You touch upon two main issues: estimation and model selection.
For a given model specification, you may
- Either write down the likelihood function and feed it into a generic optimizer (such as the function
optim in R);
- Or use an existing function that takes the model specification (e.g. ARMA(p,q)-GARCH(s,r)), "writes the likelihood" for you and optimizes it (such as the function
ugarchfit in the "rugarch" package in R).
Both ways are fine:
- The first one allows you to dig deep into model fitting and perhaps alter model specification beyond what is available in the standard functions; however, it is time consuming and the way you are fitting might not be optimized for speed (while the standard functions typically are), unless you are a knowledgeable programmer with experience in optimization;
- The second one allows for a convenient and fast estimation without the need to understand how exactly it is done (the latter can also be a drawback depending on what you wish to achieve).

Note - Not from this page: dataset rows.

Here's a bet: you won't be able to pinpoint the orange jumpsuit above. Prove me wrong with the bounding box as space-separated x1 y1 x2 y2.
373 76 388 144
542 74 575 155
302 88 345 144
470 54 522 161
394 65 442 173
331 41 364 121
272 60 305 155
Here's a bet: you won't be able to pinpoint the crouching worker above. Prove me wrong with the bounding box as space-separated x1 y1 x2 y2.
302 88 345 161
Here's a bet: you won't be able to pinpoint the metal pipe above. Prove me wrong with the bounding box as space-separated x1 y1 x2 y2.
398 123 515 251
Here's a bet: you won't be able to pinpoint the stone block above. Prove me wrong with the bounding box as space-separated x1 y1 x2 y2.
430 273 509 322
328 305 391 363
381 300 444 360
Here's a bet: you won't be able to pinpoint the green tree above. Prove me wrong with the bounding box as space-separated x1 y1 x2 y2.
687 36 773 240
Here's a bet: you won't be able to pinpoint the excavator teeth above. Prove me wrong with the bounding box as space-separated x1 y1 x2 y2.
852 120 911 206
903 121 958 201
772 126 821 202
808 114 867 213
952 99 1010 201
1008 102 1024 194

The likelihood functions of ARMA and GARCH are available in time series textbooks such as Hamilton "Time Series Analysis" (2004) or Tsay "Analysis of Financial Time Series" (2005), among other. Hopefully, the likelihood of ARMA-GARCH is also available somewhere, but I do not have a refence handy. You could try textbooks, lecture notes or maybe software documentation (R, Stata, Matlab). (Please post any references here in the comments, I will appreciate it.)
Estimation can also be done
- either simultaneously (maximizing the likelihood function that reflects the dynamics of both the conditional mean and the conditional variance)
- or in two steps (first estimate the conditional mean equation, implicitly assuming constant conditional variance, then estimate the conditional variance equation for a given estimated conditional mean).
The problem with two-step estimation is that the first step uses an assumption that is violated in the second step and as such makes the estimators of both steps inefficient and sometimes inconsistent, as discussed in earlier posts (cited e.g. in the OP).
Selecting a conditional mean-conditional variance model is not easy because it is a large animal and there are so many choices to make. Selecting sequantially (first the conditional mean model, then the conditional variance model) is suboptimal because the first step depends on assumptions that are violated in the second step, and I am not aware of any theoretical results that guarantee consistent selection or the like, as also discussed in previous posts. Nevertheless, this is sometimes done in practice and even recommended in time series textbooks such as Tsay "Analysis of Financial Time Series" (2005). However, I perceive the recommendation as "a" model selection strategy that is relatively easy, but not necessarily "the best" one.
Among other strategies probably the simplest, although computationally demanding one would be to fix a pool of candidate models (e.g. all submodels of ARMA(4,4)-GARCH(2,2)), estimate them (preferably simultaneously) and select the one with the lowest AIC (if the goal is forecasting) or BIC (if the goal is recovering the "true" model).
Questions 1, 2 and 3
- This should be clear from the text above.
- It is possible, but that does not mean it is desirable. As I mentioned, I am not aware of any theoretical results that guarantee consistent selection in the two-step approach. On the other hand, sometimes it makes sense to go for speed and convenience instead of a statistically "clean" approach, and this is what people often do.
- The model estimated on data until time $t$ will immediately yield a forecast for time $t+1$, because the left hand side of the model leads the right hand side by one time period. If you want to forecast further ahead, do that iteratively: consider the $h-1$-step-ahead forecast as real data and this way "extend your sample" by $h-1$ time points, then do exactly the same as when forecasting 1 step ahead (do not refit the model).